Remarquant leur mine déconfite, voilà ce que j’ai ajouté, en substance. "Ecoutez mes amis, vous devez être forts. Dans la vie, il faut savoir s’effacer à temps. Je crois que pour moi le moment est venu de tirer ma révérence, et d’aller là où mon cœur me porte. Je ne vais pas vous mentir, vous allez passer par des moments de doute, des périodes d’angoisse profonde. Mais la vie est faîte d’épreuves. Et comme le dit si bien le dalaï lama (à moins que ce ne soit Francis Lalanne), on apprend bien plus dans l’adversité que dans le confort."

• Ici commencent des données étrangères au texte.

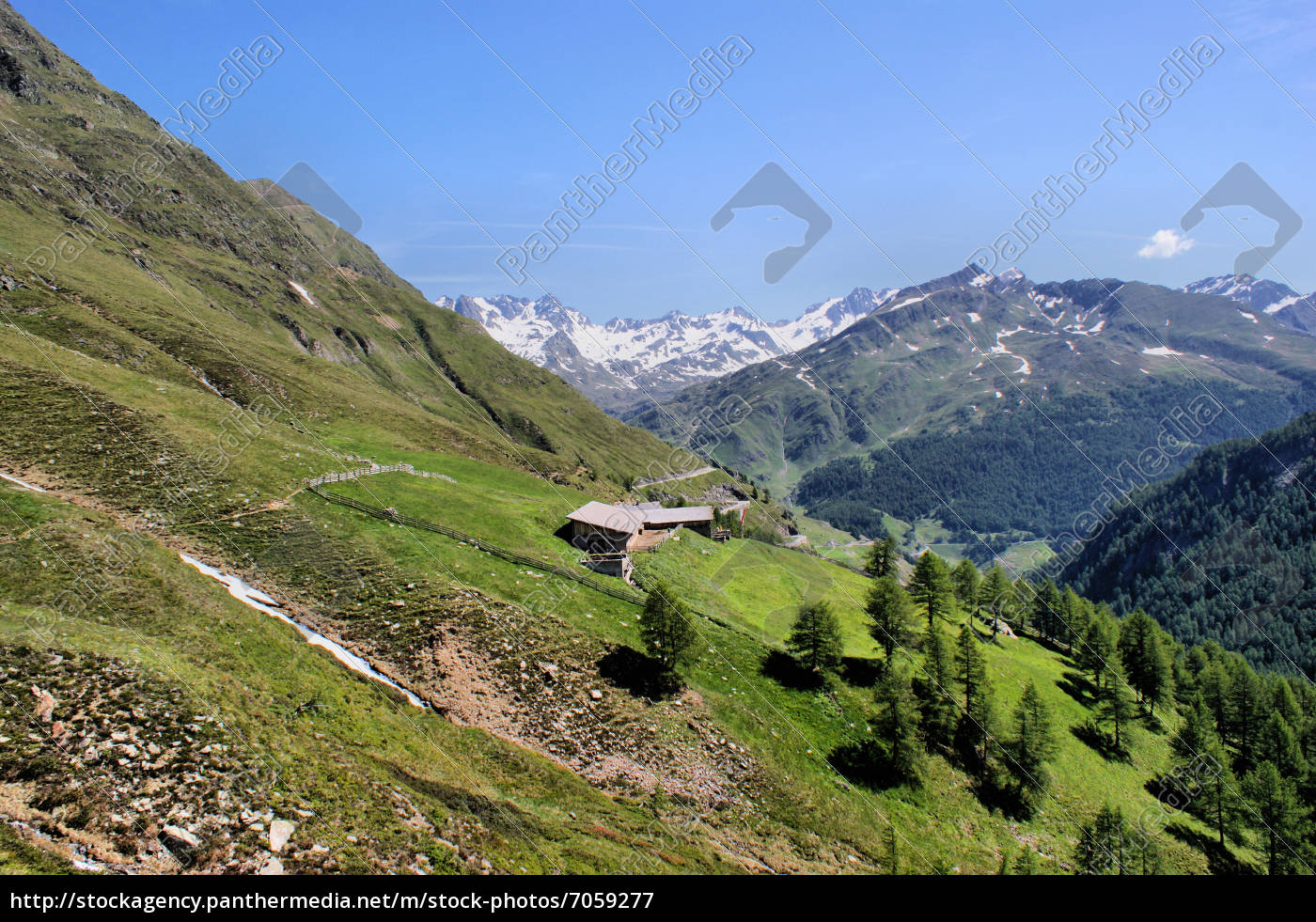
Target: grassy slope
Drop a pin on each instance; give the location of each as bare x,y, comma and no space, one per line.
99,401
790,730
341,758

Ma citation bouddhiste n’ayant pas provoqué l’effet escompté, j’ai poursuivi, rassurant : "Et puis même si c’est difficile à croire, je ne suis pas irremplaçable. Enfin pas complètement. D’autres personnes bien plus compétentes que moi vont arriver, et dans quelques décennies vous m’aurez peut-être même oublié (je sais c’est pas beau de mentir, mais c’était pour leur bien). Alors voilà ce qu’on va faire : je vais vous donner mon faux numéro de portable, et au moindre problème n’hésitez pas à m’appeler". C’est à ce moment là qu’une collègue est intervenue :
- "Mais qui c’est qui va passer la toile maintenant ?".
- "Euh, écoute Veronika tu dois confondre… Et puis avec ton fort accent slave je ne comprends pas ce que tu dis, j’ai toujours l’impression que tu manges un beignet fourré. Donc à l’avenir tu éviteras de m’interrompre pour dire des conneries, s’il te plaît. Ah, elle m’énerve celle-là des fois".

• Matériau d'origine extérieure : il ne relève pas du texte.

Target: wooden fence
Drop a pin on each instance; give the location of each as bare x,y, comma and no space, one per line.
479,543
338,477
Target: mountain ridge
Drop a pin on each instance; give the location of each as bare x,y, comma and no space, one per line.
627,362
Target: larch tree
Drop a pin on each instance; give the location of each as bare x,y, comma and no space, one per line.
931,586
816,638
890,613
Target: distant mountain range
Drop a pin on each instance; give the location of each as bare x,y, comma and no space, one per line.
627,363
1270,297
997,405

Reprenant mon calme, j’ai conclu. "Mes biens chers frères, j’ai quoi qu’il en soit été ravi de travailler avec vous, sauf avec toi Veronika. J’ai vécu grâce à vous une formidable aventure humaine, et je pars la tête haute, plus fort que jamais. Rassurez-vous, je m’en vais le cœur gros, mais les poches pleines. Sachez que je ne vous oublierai jamais, oh non jamais (yeux embués, trémolos dans la voix) ! Pour fêter mon départ, j’ai acheté un paquet de Pringle’s Barbecue que vous vous partagerez allègrement. Non ne me remerciez pas, c’est bien le minimum que je pouvais faire envers cette entreprise qui m’a tout donné. Et puis qui sait ce que la vie nous réserve ? Peut-être serai-je amené à revenir travailler ici. Mais ne vous faîtes pas trop d’illusions, tout de même. Et puis vous savez, il y’a des choses bien plus graves dans le monde que mon départ. Regardez ce qui se passe en Birmanie, par exemple (toujours donner des exemples concrets pour faire passer la pilule). Allez maintenant remettez-vous tous au travail, c’est le plus beau cadeau que vous puissiez me faire."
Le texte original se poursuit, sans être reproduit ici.